Lieutenant Commander
Red Shirt
Since a lot of you have identified as introverts in various threads, I thought I would ask here. Were you always introverted? Do you feel it held you back?

My daughter is just like me, loud and brash and extroverted, popular, super involved in sports and clubs, etc.

My son is the opposite. He is pretty introverted. He has a neurological condition called Childhood Apraxia of Speech, so he has serious articulation issues, but he is very young and his peers have not noticed it as something that different yet. He is in intensive speech for it and I do not think this plays into his shyness and how introverted he is.

If this is just who he is and he will be very happy as an introvert, wonderful. All I want for my children is their health and happiness.

But, if not, I want to help him be more extroverted.
 
Sorry but I don’t have good news for you. Yes I do feel like it has held me back, everyone loves a loud mouth whether it’s getting dates, going for an interview, getting a promotion or just generally making friends. Sorry to put a downer on it. On the upside I do have a good job and I did Marry. Hopefully will have a better outlook for you.
 
Sorry but I don’t have good news for you. Yes I do feel like it has held me back, everyone loves a loud mouth whether it’s getting dates, going for an interview, getting a promotion or just generally making friends. Sorry to put a downer on it. On the upside I do have a good job and I did Marry. Hopefully will have a better outlook for you.

I appreciate your honesty. Do you think there is anything that could have helped you be more extroverted? I don't think it is a confidence thing, he is pretty self-assured and is pretty fearless physically.
 
I appreciate your honesty. Do you think there is anything that could have helped you be more extroverted? I don't think it is a confidence thing, he is pretty self-assured and is pretty fearless physically.

No worries, I think It's a personality thing, I'm confident as hell professionally but try and get me into a room of people, even (sometimes especially) people I know for socialising and it's like you're pushing me into a burning building (I'm not exaggerating). I second @Sophie74656 comment about not trying to push us into that kind of situation.
 
I don't think it's introversion that holds us back so much as society's insistence that our introversion is a problem that needs to be fixed. With me, other children tended to assume I was a snob for not talking to them when I was just really shy. I was bullied for not fitting in, and the teachers always insisted that I, rather than the bullies, was the one who needed to change. If people had just understood that some of us are naturally introverted, if they'd accepted it and understood it, then maybe they would've made more allowances.
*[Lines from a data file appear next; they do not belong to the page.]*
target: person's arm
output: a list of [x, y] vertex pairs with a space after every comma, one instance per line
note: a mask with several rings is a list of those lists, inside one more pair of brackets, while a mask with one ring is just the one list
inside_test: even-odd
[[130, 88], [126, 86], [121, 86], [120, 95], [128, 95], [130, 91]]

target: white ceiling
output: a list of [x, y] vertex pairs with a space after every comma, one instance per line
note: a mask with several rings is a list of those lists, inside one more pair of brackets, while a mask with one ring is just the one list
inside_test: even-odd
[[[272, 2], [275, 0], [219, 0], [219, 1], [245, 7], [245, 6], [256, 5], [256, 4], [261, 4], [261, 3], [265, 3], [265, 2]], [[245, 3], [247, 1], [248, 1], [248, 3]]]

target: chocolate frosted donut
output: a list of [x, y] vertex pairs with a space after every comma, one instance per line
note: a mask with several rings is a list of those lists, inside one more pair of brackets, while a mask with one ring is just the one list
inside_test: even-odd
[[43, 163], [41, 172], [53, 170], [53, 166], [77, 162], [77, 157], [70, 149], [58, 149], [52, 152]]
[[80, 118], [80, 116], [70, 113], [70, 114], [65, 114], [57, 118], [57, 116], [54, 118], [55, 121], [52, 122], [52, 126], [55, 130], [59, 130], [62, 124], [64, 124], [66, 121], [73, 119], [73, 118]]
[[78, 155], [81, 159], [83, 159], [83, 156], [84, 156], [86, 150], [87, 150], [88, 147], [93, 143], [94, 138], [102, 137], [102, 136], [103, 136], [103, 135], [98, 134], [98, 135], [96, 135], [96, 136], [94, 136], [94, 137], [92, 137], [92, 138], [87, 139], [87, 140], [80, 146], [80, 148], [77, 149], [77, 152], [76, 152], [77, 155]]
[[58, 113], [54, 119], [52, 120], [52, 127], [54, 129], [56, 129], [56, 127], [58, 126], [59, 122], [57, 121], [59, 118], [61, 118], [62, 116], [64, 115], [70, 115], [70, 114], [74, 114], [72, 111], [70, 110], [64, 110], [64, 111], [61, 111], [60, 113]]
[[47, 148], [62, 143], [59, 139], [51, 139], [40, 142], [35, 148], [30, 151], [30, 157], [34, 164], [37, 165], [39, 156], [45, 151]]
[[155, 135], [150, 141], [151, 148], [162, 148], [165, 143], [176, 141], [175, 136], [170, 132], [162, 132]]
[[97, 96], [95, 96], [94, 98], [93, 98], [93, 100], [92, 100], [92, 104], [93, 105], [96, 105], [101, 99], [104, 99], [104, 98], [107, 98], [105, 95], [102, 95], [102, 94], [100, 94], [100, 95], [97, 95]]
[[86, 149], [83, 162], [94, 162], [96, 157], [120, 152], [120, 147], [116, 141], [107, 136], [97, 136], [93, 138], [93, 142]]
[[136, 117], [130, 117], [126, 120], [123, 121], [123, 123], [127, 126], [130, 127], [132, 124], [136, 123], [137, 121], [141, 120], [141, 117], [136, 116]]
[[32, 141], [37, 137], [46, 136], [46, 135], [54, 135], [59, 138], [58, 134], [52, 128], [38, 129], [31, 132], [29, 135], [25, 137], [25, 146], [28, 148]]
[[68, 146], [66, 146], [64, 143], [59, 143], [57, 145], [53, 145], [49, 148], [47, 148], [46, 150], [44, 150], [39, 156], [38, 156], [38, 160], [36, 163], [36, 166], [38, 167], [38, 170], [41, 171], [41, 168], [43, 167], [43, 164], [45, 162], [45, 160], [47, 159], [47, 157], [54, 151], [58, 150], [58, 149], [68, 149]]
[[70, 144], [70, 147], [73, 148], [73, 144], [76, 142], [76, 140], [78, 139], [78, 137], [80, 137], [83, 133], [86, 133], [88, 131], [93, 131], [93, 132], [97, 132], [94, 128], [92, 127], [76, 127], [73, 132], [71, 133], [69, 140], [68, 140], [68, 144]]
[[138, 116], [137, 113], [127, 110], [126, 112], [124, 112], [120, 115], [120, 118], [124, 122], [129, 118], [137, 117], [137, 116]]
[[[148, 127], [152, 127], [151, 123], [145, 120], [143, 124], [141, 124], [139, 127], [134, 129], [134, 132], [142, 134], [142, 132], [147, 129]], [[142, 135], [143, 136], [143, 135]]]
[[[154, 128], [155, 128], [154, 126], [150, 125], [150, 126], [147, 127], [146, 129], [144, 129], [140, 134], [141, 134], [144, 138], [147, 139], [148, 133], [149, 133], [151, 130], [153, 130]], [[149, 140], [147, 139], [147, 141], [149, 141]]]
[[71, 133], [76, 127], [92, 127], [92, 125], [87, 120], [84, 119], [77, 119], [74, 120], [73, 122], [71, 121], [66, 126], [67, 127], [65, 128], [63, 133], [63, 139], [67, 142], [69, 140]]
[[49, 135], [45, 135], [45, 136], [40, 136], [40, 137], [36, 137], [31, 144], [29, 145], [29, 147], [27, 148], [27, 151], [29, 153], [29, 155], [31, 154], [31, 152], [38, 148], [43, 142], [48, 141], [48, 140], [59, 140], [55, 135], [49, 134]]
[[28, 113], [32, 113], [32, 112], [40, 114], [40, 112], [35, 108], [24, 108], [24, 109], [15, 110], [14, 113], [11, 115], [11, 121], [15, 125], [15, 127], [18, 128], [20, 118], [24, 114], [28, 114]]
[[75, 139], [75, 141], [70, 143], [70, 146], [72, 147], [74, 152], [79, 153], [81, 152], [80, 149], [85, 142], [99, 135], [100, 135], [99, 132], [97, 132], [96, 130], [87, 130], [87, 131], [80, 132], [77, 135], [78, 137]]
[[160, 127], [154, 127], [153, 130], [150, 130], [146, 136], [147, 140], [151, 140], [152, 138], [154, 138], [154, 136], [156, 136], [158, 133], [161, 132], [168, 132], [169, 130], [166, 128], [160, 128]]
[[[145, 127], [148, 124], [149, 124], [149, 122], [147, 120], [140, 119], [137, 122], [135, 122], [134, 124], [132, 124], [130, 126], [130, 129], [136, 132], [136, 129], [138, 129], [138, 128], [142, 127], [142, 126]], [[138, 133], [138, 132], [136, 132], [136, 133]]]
It's entirely possible for introverts to form close and fulfilling friendships with people who are accepting and patient and willing to take the initiative, so there's no reason it should be seen as a defect or an impediment to quality of life. Indeed, I've always felt that though my friendships have been few, they were deeper and more meaningful as a result.

And we all have our own comfort levels. Some people revel in stimulation and crowds and intensity of experience. Me, I get very uncomfortable in large crowds, I can't tolerate really loud noises like at rock concerts, and you'd never get me on a roller coaster. But I can be really happy just having a quiet meal with a friend or hanging out in a park having a conversation or whatever. Some of my most comforting memories of being with my dearest friend in college were of just sitting quietly alone with her while she studied or napped, just being there with her and knowing I was welcome and accepted.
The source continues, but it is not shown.